What is the difference between a Video Skill and a Custom Skill for Video?

By using the Video Skill API, Alexa can determine which devices and services the user has and which top-titles are available for them to watch. As any Alexa user will know, using custom skills requires the user to invoke the skill on a specific device and the user can only interact with Alexa on that device, however, in the case of Video Skills, individual Echo Dots can be used to control a Fire TV stick or set-top box in the same room.

For example, a user could search for content by saying “Alexa, play Guardians of the Galaxy” and Alexa would surface all the Video Skills that offer the Guardians of the Galaxy movie. They can then choose whether they would like to purchase the movie from the Prime Video Skill or play it for free from the ‘FXDigitalMovies’ skill.

Compared to third-party custom skills, the user doesn’t have to enable the skill first for the skill to be returned in the search results. This makes discoverability less of an issue for Video Skills. Users don’t have to search for content by their top-title. Instead users can ask to play a certain genre or content that stars a particular actor. Alexa will then deliver the most relevant results, making searching and discovering content easier for the user.

The challenges of building a Video Skill

Building a Video Skill can prove more challenging to develop than a Voice Skill because of the requirements regarding certification. Like regular skills, Video Skills require submission to Amazon, where they undergo rigorous automated and in-person testing. If their performance is deemed inadequate, the Video Skill will not be approved and therefore will not be available on Alexa.

Video Skills are more susceptible to performance issues due to the sheer complexity of building them. For example loading the homepage of a video skill calls an API sequentially three times, and a slow performing back-end can vastly slow the performance of the Video Skill. FX Digital’s expert team of developers have found solutions to issues like these that ensure our Video Skills run at optimum performance and gain certification. 

What are the benefits of Video Skills?

Video Skills can enable users to control their viewing experience with their voice. For example, when a user asks Alexa for a movie name or TV show, the Alexa service will find the most appropriate Video Skill which offers that content, surfacing it to the user. Furthermore, Video Skills enable voice control for a variety of features, such as play/pause next episode, volume control and turning a device on/off. 

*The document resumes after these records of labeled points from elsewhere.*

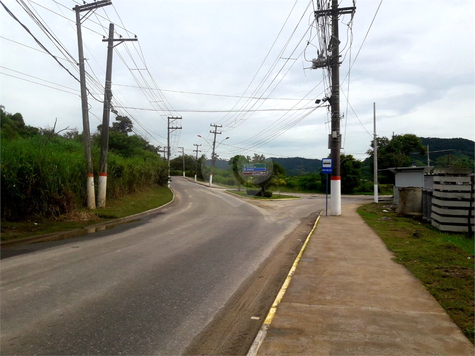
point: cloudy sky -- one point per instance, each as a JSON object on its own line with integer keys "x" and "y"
{"x": 245, "y": 65}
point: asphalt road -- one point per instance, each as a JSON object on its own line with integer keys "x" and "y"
{"x": 143, "y": 288}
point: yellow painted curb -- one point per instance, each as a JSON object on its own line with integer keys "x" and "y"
{"x": 270, "y": 316}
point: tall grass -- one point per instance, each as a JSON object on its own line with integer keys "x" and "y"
{"x": 45, "y": 176}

It is also important to bear in mind that this technology is still in its infancy. Amazon are constantly introducing new features for Video Skills. For example, a new ‘Live’ tab in the Echo Show should soon be able to display TV channels that are broadcasting right now. As Amazon continues to enrich the features of Video Skills, content providers will be able to offer an improved user experience. 

If a provider already has a Video Skill, FX Digital has created APIs that are easily reusable, making transferring content from Alexa to Fire TV a seamless process. Due to the way FX Digital creates Video Skills, using internal APIs and content-caches, serving content to both Video Skills and Fire TV simultaneously becomes a seamless process.

From a development perspective there are similarities between creating apps for Fire TV and building Video Skills. This makes it quicker and easier for FX Digital to create both a Fire TV App and Video Skill simultaneously or in phases.

Why do Video Skills win in the end?

As Video Skills improve, they will become a more suitable platform for content providers when compared to YouTube. This is because with Video Skills, the provider can control what ads are served.

Furthermore, Amazon Alexa accounts can be linked to existing user accounts in providers’ own databases, which will allow for a more consistent experience. 

As more set top boxes are incorporating Video Skill, the market for Video Skills will grow and if the user experience can be refined, consumer demand for Video Skills should also increase. This means more media brands will need to create Video Skills to ensure that customers can consume their content across Alexa.